Arizona’s Immigration Law
Now that the health care issue has faded a bit, folks need a new focus for their righteous outrage. The matter of immigration seems set to take center stage once more.
Arizona currently is considering some of the toughest immigration laws in the country. The gist of the law is that immigrants “must carry their alien registration documents at all times and requires police to question people if there’s reason to suspect they’re in the United States illegally.” The bill also has provisions for people who hire illegal immigrants or provide them with transportation.
On one hand, the laws can be seen as quite reasonable. After all, being in the country illegally is (by definition) against the law. The police are tasked with enforcing laws and hence it makes sense that they should be directed to ensure that people are not breaking the law.
The aspect of the law that deal with people hiring illegal immigrants or transport them also seem sensible. After all, illegal immigrants are not here legally and hence businesses should not be hiring them to work. This, one might argue, would be on par with hiring known criminals and failing to report them to the police. The same would apply to people who transport illegal immigrants. If I knowingly give a criminal a ride and fail to report it, then I would seem to be aiding the person in his/her crime.
On the other hand, there are some serious concerns about the law.
One minor one is that the idea that people need to carry around identity papers at all times has sort of a totalitarian feel to it.
A much more serious concern is the requirement to question people who are suspected of being here illegally. The obvious concern is determining what would count as legitimate grounds for suspicion and what would not. Obviously enough, if an officer sees someone running across the border, then that would be reasonable grounds to ask questions. There are also other cases that would justify such questions as well, such as when the police raid an employer known for hiring illegals. However, there is a serious concern that the law will lead to American Hispanics being harassed and profiled. After all, some folks regard being Hispanic or not speaking English as grounds for being suspicious of a person being an illegal immigrant. I suspect that if I went to Arizona, I would never be asked to provide proof that I am here legally. However, I suspect that the same cannot be said for Americans with darker skin.
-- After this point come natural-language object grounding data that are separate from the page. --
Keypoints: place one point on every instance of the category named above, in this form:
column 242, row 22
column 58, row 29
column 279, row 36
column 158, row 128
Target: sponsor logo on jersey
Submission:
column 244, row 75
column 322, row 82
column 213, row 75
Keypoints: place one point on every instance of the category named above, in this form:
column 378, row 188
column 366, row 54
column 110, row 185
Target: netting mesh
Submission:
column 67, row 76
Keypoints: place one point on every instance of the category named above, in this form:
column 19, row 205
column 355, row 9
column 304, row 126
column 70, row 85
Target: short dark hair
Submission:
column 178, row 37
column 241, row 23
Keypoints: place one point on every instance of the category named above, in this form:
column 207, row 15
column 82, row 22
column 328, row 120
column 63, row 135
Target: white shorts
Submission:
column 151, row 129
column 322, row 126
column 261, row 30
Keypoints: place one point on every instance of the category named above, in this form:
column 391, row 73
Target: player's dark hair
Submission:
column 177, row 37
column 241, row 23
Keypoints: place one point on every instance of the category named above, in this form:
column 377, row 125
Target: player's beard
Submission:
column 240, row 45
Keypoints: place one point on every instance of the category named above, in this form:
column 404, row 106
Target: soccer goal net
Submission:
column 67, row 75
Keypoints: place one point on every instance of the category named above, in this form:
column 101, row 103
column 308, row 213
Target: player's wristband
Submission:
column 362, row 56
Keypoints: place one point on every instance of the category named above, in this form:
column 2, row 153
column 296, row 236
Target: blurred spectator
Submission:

A practical concern is that, ironically enough, illegal immigrants apparently make significant contributions to Arizona’s economy. By driving out illegals and failing to handle the situation in a more reasonable manner through immigration reform Arizona might turn out to be hurting itself.
This is not to say that the state should simply do what many other states do and mainly just ignore the problem. Rather, what is needed is for the states and the federal government to seriously address the matter of illegal immigration and work out a solution that is both just and practical.